Merge branch 'master' into copilot/fix-2779f837-79a9-4b3c-b3a3-48a6ab7d437f

araffin · web-flow · commit 9c314ef39360 · 2025-11-14T18:04:15.000+01:00
diff --git a/CONTRIBUTING.md b/CONTRIBUTING.md
@@ -33,7 +33,7 @@ cd stable-baselines3/
 2. Install Stable-Baselines3 in develop mode, with support for building the docs and running tests:
 
 ```bash
-pip install -e .[docs,tests,extra]
+pip install -e '.[docs,tests,extra]'
 ```
 
 ## Codestyle
diff --git a/README.md b/README.md
@@ -210,7 +210,7 @@ Actions `gymnasium.spaces`:
 ## Testing the installation
 ### Install dependencies
 ```sh
-pip install -e .[docs,tests,extra]
+pip install -e '.[docs,tests,extra]'
 ```
 ### Run tests
 All unit tests in stable baselines3 can be run using `pytest` runner:
diff --git a/docs/guide/export.rst b/docs/guide/export.rst
@@ -29,16 +29,15 @@ to do inference in another framework.
 
 
 Export to ONNX
------------------
+--------------
 
 
 If you are using PyTorch 2.0+ and ONNX Opset 14+, you can easily export SB3 policies using the following code:
 
 
 .. warning::
 
-  The following returns normalized actions and doesn't include the `post-processing <https://github.com/DLR-RM/stable-baselines3/blob/a9273f968eaf8c6e04302a07d803eebfca6e7e86/stable_baselines3/common/policies.py#L370-L377>`_ step that is done with continuous actions
-  (clip or unscale the action to the correct space).

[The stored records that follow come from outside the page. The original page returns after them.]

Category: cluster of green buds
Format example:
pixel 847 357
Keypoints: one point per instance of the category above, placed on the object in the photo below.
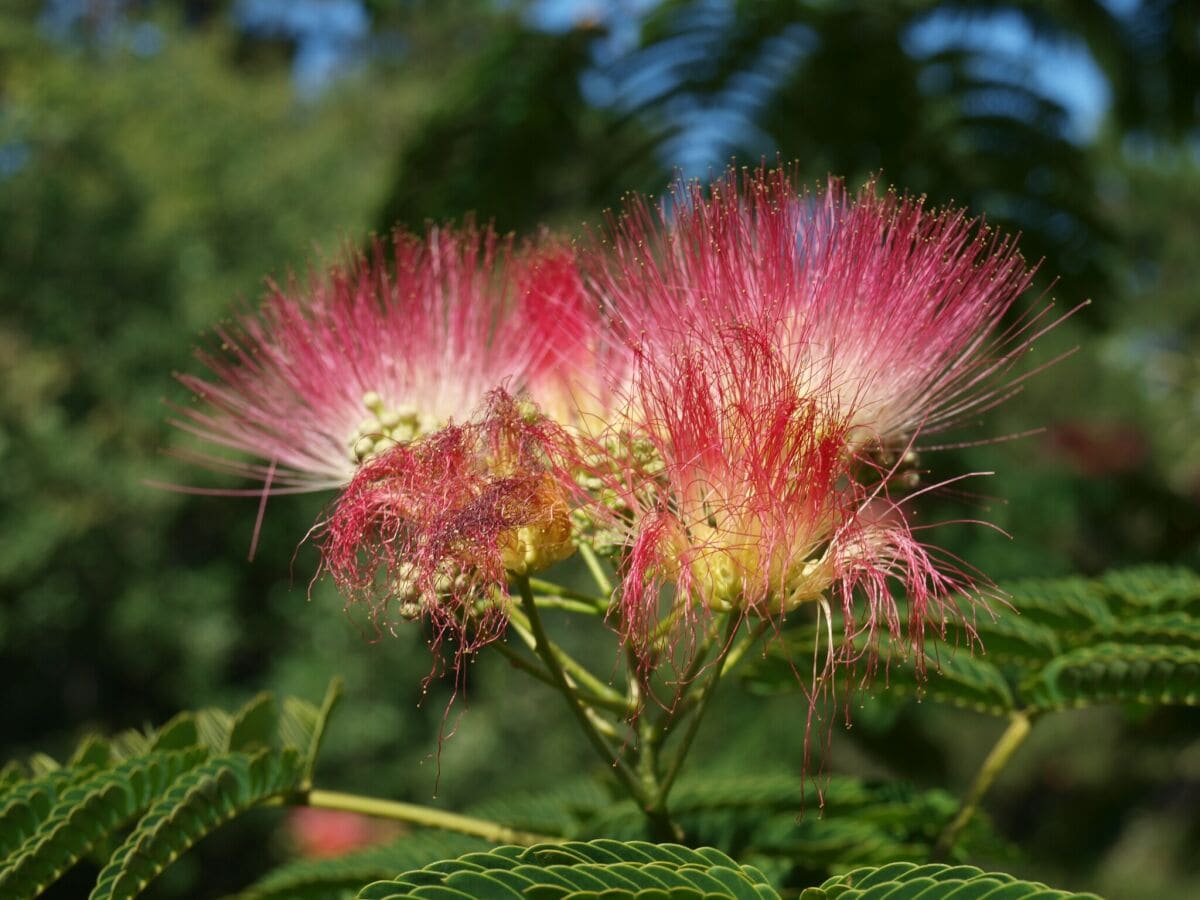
pixel 413 598
pixel 601 468
pixel 387 427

+  The following returns normalized actions and doesn't include the `post-processing <https://github.com/DLR-RM/stable-baselines3/blob/a9273f968eaf8c6e04302a07d803eebfca6e7e86/stable_baselines3/common/policies.py#L370-L377>`_ step that is done with continuous actions (clip or unscale the action to the correct space).
 
 
 .. code-block:: python
@@ -192,11 +191,159 @@ There is a draft PR in the RL Zoo about C++ export: https://github.com/DLR-RM/rl
   action_jit = loaded_module(dummy_input)
 
 
-Export to tensorflowjs / ONNX-JS
---------------------------------
+Export to ONNX-JS / ONNX Runtime Web
+------------------------------------
 
-TODO: contributors help is welcomed!
-Probably a good starting point: https://github.com/elliotwaite/pytorch-to-javascript-with-onnx-js
+Official documentation: https://onnxruntime.ai/docs/tutorials/web/build-web-app.html
+
+Full example code: https://github.com/JonathanColetti/CarDodgingGym
+
+Demo: https://jonathancoletti.github.io/CarDodgingGym
+
+The code linked above is a complete example (using car dodging environment) that:
+
+1. Creates/Trains a PPO model
+2. Exports the model to ONNX along with normalization stats in JSON
+3. Runs in the browser with normalization using onnxruntime-web to achieve similar results
+
+Below is a simple example with converting to ONNX then inferencing without postprocess in ONNX-JS
+
+.. code-block:: python
+
+  import torch as th
+
+  from stable_baselines3 import SAC
+
+
+  class OnnxablePolicy(th.nn.Module):
+      def __init__(self, actor: th.nn.Module):
+          super().__init__()
+          self.actor = actor
+
+      def forward(self, observation: th.Tensor) -> th.Tensor:
+          # NOTE: You may have to postprocess (unnormalize or renormalize)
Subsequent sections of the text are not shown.